While executing PR programs on an ongoing basis will create the most benefit for organizations, many do not have the resources necessary to dedicate to continuous PR activities. As a result, a question we often receive is, “When is PR especially important?”
Based on our experience, PR activities are absolutely necessary in the following instances:
When starting up or rebranding
If you are just starting a company and have little or no name recognition, PR will be an important part of informing the public about your existence. If no one has heard of you, how are they going to find your website or know to call you? PR and marketing is necessary to establish name recognition and start building a positive reputation.
The same is true of an organization that is rebranding. If you are changing your name, you must communicate this clearly to every public your company interacts with – customers and prospects, employees, board members, partners and so on – to ensure that each audience is aware of the change and understands what this means for them.
When experiencing/anticipating a negative reaction
If your organization has recently experienced a backlash among any of your publics, PR is necessary to spearhead “damage control” efforts. This should include targeted communications with all publics detailing the events that occurred and your company’s stance on the issue.

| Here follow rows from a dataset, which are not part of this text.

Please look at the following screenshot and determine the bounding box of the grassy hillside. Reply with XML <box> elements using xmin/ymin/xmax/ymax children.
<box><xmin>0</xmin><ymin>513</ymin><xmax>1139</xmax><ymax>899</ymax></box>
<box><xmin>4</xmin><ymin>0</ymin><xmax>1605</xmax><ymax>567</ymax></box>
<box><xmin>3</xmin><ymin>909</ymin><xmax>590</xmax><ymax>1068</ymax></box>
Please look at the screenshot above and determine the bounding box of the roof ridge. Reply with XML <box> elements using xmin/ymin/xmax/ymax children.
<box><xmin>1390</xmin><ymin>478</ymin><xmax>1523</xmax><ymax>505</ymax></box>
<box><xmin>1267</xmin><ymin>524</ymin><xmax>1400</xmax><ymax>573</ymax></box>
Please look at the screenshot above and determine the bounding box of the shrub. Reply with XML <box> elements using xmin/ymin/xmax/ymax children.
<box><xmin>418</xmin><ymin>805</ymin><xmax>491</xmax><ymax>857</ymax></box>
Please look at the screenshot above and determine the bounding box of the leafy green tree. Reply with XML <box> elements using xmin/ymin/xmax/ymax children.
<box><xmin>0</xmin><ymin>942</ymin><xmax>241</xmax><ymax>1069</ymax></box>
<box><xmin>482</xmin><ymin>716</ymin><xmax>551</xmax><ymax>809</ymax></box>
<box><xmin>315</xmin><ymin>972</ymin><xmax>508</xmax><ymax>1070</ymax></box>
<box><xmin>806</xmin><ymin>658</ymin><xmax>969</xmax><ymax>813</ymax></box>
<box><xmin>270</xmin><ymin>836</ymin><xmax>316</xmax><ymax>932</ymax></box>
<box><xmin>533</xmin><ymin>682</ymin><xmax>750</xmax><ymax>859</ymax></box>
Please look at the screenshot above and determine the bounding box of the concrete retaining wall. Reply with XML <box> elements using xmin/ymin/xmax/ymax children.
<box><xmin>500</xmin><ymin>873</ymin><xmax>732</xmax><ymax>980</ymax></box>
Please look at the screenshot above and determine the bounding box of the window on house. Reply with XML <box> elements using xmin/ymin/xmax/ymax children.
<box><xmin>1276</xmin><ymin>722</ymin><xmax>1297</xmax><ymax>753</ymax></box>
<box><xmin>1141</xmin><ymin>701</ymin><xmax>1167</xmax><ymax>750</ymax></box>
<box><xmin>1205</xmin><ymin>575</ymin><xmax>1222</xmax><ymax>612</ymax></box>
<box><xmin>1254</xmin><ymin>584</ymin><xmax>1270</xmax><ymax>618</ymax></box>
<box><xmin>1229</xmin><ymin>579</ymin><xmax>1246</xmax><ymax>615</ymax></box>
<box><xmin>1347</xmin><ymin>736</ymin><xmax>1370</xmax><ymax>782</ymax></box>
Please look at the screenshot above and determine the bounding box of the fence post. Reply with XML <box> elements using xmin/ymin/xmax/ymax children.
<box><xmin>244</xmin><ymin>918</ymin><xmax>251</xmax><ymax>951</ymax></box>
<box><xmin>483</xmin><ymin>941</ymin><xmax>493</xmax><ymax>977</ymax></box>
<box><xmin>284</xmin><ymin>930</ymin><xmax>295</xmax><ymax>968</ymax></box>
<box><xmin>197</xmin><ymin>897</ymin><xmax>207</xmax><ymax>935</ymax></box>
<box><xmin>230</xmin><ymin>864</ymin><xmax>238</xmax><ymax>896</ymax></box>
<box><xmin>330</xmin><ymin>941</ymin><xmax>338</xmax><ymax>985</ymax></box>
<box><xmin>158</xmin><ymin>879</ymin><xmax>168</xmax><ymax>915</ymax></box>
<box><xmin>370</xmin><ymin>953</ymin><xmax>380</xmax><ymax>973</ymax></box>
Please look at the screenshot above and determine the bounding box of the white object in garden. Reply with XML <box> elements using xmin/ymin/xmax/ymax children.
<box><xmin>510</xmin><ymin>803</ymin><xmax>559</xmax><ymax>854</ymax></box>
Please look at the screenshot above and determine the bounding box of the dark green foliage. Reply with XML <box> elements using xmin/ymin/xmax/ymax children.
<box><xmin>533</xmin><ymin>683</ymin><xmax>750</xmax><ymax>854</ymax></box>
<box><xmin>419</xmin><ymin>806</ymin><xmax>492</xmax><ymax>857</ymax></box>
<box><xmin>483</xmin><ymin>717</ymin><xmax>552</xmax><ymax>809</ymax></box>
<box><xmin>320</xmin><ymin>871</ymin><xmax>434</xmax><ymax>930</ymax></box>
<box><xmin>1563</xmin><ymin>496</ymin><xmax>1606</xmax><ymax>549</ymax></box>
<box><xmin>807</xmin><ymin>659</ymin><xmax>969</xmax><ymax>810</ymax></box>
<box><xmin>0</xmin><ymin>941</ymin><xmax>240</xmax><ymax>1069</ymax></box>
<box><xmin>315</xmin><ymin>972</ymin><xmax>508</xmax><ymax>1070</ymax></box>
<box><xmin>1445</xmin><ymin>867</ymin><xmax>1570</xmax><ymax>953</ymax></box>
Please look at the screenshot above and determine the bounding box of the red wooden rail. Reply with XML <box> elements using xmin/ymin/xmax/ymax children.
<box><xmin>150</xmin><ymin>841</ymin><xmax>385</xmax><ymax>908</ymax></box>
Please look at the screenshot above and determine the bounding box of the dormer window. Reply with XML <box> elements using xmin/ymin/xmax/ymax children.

However, if your organization’s PR counsel is adept enough to anticipate actions that may cause a backlash among your publics – such as raising prices or merging with another company – they will also be able to recommend appropriate actions to prevent or at least diminish negative reactions and preserve the company’s reputation.
For businesses that are susceptible to crises
If your organization is particularly susceptible to crises – for example, your company’s operations could potentially cause harm to people, animals or the environment, or involves a morally sensitive issue – allocating funds to a proactive PR program is critical.
An effective PR team will be able to identify issues that could develop into full-blown crises and make recommendations on how to mitigate these risks. In addition, PR professionals can work with an organization’s leadership to develop crisis communications plans to best manage the worst-case scenarios that may be unavoidable.